Depths of Peril Interview

RPGCodex interviewed Steven Peeler to ask him about the circumstances around the release of Depths of Peril and its reception, and more.
What would you have done differently, given a choice? Also, what are your best and worst DoP design decisions?

Looking back on the project, I would probably say something I would do differently is bringing in artists a bit earlier in the project. This turned out fine in the end, but finding artists and getting good progress on the artwork was pretty stressful for me during a lot of the project.

I think the best design decision of the project was including the covenant gameplay. Not only is this one of the biggest distinguishing features of Depths of Peril, but it is also the feature that led to other important unique things in the game like consequences to your actions and the very dynamic world. The covenants is one of those features that changes just about everything in the game. They adventure in the world, they can solve quests before you do, they start wars and raid other covenants including yours, they help out when the town is attacked, they can grab recruits before you do, guards, rumors, and crystals all are due to the covenant gameplay, they can destroy your covenant, and the list just goes on and on.

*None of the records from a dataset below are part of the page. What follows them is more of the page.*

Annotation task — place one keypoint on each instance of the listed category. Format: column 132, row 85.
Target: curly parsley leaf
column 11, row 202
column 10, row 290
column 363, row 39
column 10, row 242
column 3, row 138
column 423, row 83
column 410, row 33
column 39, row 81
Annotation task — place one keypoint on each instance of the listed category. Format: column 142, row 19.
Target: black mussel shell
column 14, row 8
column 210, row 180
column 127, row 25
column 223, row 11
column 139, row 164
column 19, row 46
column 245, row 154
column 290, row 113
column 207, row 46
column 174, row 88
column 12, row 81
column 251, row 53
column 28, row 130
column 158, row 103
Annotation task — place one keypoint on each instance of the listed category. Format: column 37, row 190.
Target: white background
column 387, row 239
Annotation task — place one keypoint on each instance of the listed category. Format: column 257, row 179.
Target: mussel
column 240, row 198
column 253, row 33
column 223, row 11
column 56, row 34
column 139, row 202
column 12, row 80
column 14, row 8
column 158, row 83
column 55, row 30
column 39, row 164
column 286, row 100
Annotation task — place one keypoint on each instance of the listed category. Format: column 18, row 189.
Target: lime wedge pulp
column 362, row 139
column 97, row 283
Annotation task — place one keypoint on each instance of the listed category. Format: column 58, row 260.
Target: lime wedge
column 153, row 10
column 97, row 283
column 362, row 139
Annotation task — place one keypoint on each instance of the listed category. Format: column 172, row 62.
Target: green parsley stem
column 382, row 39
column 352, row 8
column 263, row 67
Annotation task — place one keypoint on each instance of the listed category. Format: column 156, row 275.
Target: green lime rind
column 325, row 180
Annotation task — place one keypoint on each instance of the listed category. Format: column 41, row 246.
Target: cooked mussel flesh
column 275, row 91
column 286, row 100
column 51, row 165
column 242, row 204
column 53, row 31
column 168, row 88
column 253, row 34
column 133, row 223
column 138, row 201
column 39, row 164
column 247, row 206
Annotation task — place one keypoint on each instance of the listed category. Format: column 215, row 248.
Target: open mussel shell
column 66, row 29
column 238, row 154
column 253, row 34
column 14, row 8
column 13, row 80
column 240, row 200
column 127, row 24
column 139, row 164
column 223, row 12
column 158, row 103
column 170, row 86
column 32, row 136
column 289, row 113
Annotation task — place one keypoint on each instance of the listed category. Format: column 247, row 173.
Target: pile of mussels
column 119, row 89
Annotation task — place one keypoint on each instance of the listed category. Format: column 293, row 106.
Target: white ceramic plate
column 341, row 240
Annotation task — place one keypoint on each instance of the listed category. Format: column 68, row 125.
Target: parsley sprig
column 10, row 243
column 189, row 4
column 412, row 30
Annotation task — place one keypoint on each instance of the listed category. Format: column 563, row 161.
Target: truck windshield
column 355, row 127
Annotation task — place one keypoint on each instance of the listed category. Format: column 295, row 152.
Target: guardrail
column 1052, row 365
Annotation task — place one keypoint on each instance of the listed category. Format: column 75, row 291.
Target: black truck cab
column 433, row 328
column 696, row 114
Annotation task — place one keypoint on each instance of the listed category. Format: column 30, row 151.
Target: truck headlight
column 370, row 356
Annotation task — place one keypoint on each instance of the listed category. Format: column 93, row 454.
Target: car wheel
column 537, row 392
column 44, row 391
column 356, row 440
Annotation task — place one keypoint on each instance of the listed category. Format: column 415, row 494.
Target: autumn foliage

This is going to sound like a copout, but at the moment I really can't think of a worst design decision. There are plenty of decisions that people are going to disagree with me about, but they all had really good reasons and I haven't changed my mind about them yet. For example, Depths of Peril has lower poly counts than other recent games and doesn't have top of line rendering technology like bump mapping, but if we had included this we couldn't have town attacks and large covenant raids without having a ridiculously high minimum requirement. Although plenty of games do that last part. Another example is leaving multiplayer out. I originally had multiplayer in the game when the game was simpler, but I realized that releasing multiplayer at the same time, as it does with many games, would compromise the single player game. This wasn't acceptable to me, so I decided to make Depths of Peril a single player game only, at least initially.